Les femmes entrent en force au Parlement turc
Le Monde.fr | 09.06.2015 à 16h42 • Mis à jour le 09.06.2015 à 16h54 | Par Ghalia Kadiri
Le dernier Parlement turc comptait 79 femmes, et le gouvernement d’Ahmet Davutoglu, au pouvoir depuis août 2014, qu’une seule femme sur vingt-six membres : Aysenur Islam, ministre de la famille et de la politique sociale. Mais l’entrée en force du Parti démocratique des peuples (HDP), un parti prokurde de gauche, à la Grande Assemblée nationale, a changé la donne. Avec 13 % des suffrages, le HDP, qui se dit ouvertement « féministe », enverra sur les bancs du nouveau Parlement 31 femmes sur ses 80 élus. Les islamo-conservateurs du Parti de la justice et du développement (AKP), du président Recep Tayyip Erdogan, ont, pour leur part, fait élire 41 députées, contre 46 en 2011. L’AKP est le seul parti à envoyer moins de femmes que lors de la précédente législature.

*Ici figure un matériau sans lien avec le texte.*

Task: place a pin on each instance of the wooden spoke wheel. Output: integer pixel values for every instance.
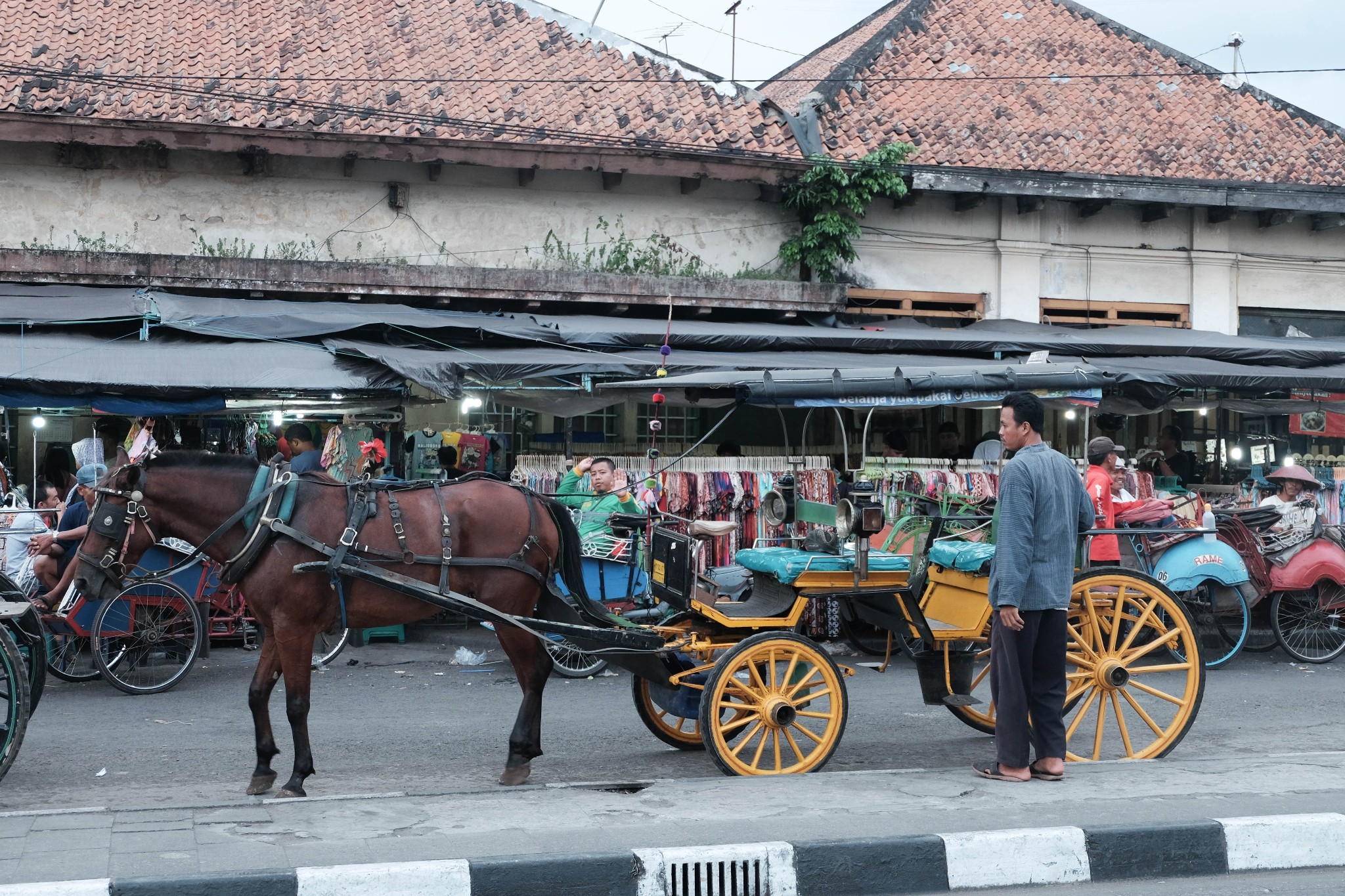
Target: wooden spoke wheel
(774, 704)
(981, 715)
(669, 727)
(1136, 673)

La condition féminine en recul
A son arrivée au pouvoir en 2002, l’AKP avait d’abord promu les droits des femmes, notamment à la faveur de la candidature de la Turquie à l’adhésion à l’Union européenne. Une décennie plus tard, le parti d’Erdogan a perdu cet élan et terni son image en restreignant l’accès à l’avortement, ou encore en encourageant le port du voile.

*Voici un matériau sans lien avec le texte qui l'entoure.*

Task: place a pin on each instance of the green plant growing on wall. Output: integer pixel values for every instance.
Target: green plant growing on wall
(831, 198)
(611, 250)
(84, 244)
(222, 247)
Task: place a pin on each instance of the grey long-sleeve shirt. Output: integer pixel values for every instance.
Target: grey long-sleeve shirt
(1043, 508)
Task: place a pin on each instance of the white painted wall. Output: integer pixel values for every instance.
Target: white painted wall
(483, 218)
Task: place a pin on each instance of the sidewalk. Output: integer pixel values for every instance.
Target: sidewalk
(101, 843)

Spécialiste de la Turquie contemporaine à l’Institut français des relations internationales (IFRI), la chercheuse Dorothée Schmid souligne que l’ère Erdogan est marquée par une régression de la culture égalitaire entre hommes et femmes en Turquie. « Ce n’est pas une question de législation mais de culture sociale », explique-t-elle. En effet, le recul de la condition féminine en Turquie se manifeste avant tout dans les discours au sein de l’espace public. « Les hommes sont perçus comme les moteurs de la société, tandis que la femme est reléguée à son rôle de mère », poursuit la chercheuse.
En témoignent les multiples interventions d’Erdogan, qui a ainsi recommandé aux femmes d’avoir « au moins trois enfants » ou expliqué, en octobre 2014, que l’égalité hommes-femmes était « contraire à la nature humaine ». Quelques mois auparavant, son vice-premier ministre Bülent Arinç avait déclaré qu’une femme « ne [devait] pas rire fort en public ». Pour Jean Marcou, professeur à Sciences Po Grenoble, la condition des femmes en Turquie est en recul. « La situation est moins bonne que sous Kemal [Mustapha Kemal Atatürk, premier président de la République turque] dans les années 1930. »
Recrudescence des violences faites aux femmes
Autre symptôme de la dégradation du statut de la femme en Turquie, les violences qu’elles subissent ne cessent d’augmenter depuis quelques années. Selon un rapport sur la violence en Turquie, publié en 2014 par l’université Hacettepe d’Ankara, 40 % des femmes ont déjà été abusées physiquement au moins une fois dans leur vie, tandis qu’une femme sur dix a déjà subi des violences sexuelles domestiques
En février, le décès d’Özgecan Aslan, une étudiante de 20 ans violée puis tuée à coups de barre de fer par un chauffeur de bus, avait incité des milliers de femmes à prendre la parole sur le harcèlement sexuel.
Le meurtre de la jeune Özgecan est devenu le symbole de la colère qui monte en Turquie. Pendant la campagne des élections législatives, les associations féministes se sont mobilisées pour dénoncer les violences et ainsi faire barrage au parti du président Erdogan. Sur les réseaux sociaux, des centaines de femmes ont pris la pose, le dos tourné, en signe de refus de l’AKP. Une campagne qui a profité au parti HDP, défenseur assumé des droits des femmes et des minorités discriminées (Kurdes, chrétiens, homosexuels).